Figure 2. The group with pericytes showed improved tube formation and cell migration ability in the high glucose condition. (A) The in-vitro vascular, tube formation assay showed effects of exposure on FITC-tagged human umbilical vein endothelial cell (HUVEC) tube formation with and without PE-tagged human pericyte cells. The optimal observation time for tube formation was 8 h after seeding. In high glucose conditions, HUVECs with pericytes (10:1 ratio) showed active tube formation even compared to the without pericyte group. (B) The number of pieces in the assay was measured. (**P < 0.01 and ***P < 0.001 according to the Student's t-test). HUVEC tube formation capacity showed no significant difference in low glucose conditions. However, in high glucose conditions, the group with pericytes had a statistically significant increase in tube formation. (C) Photomicrographs were taken at 0, 12, and 24 h following initiation of the wound. HUVEC migration, often termed as wound closure ability, was more remarkable in the group with pericytes in both the high and low glucose conditions. (D) The quantitative approach applied to the wound closure assay, showing a histogram calculated based on the group breath ratio of the control group and the group with pericytes.

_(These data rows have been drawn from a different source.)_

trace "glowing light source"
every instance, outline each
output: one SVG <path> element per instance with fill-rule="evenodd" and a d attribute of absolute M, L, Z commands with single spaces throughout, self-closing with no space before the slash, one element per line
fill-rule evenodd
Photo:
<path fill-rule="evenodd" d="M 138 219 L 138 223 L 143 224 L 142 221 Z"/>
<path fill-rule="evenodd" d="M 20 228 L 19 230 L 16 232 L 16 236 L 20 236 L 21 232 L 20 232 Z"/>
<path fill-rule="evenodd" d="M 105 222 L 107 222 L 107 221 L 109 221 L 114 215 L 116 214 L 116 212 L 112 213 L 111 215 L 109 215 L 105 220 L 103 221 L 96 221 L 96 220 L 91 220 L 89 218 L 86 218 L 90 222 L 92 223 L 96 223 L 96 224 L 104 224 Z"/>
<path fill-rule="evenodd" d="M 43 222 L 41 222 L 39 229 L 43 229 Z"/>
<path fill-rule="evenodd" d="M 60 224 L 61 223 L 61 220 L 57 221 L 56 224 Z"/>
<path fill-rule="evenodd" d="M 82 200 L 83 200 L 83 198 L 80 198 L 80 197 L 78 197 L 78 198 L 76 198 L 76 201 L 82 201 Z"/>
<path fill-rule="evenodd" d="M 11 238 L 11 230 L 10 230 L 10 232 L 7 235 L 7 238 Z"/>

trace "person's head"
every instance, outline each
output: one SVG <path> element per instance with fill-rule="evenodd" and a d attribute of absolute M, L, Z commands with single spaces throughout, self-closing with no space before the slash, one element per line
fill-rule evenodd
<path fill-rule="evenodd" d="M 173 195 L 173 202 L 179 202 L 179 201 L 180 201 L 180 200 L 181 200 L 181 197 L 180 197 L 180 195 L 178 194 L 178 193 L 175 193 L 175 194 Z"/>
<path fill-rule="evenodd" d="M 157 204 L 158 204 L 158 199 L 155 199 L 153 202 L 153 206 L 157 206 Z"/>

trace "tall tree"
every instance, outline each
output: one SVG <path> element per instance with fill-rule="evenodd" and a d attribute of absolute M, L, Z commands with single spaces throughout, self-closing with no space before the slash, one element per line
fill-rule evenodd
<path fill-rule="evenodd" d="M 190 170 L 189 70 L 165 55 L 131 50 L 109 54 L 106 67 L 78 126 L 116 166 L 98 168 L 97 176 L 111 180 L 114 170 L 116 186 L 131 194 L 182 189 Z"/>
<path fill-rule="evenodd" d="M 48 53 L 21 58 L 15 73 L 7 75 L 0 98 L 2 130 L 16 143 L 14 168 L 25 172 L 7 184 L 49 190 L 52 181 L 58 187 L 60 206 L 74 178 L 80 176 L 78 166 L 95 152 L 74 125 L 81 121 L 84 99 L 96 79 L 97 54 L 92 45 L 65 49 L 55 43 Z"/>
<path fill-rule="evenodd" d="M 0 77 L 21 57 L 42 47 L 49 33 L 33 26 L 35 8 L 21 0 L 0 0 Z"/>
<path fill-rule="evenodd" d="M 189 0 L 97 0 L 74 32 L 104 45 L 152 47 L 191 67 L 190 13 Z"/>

Pericytes Promote Cell Migration
We evaluated the contribution of morphological differences induced by pericytes to cell migration using a wound healing assay and time-lapse microscopy. At 5 mM glucose concentrations, the HUVEC-with-pericytes group showed faster wound healing, almost completing the closure by 24 h, whereas the HUVEC group progressed slowly. However, at 30 mM glucose conditions, slow, almost negligible migrations were seen in the HUVEC group, which showed significant progress with the addition of pericytes (Figure 2C). Analysis of wound closure was performed by a semi-quantitative approach, using the breadth of the wounds to estimate the relative wound closure. At a 30 mM glucose concentration, pericyte-treated cells migrated at a remarkably faster rate than that of the HUVECs only in the initial time period (Figure 2D).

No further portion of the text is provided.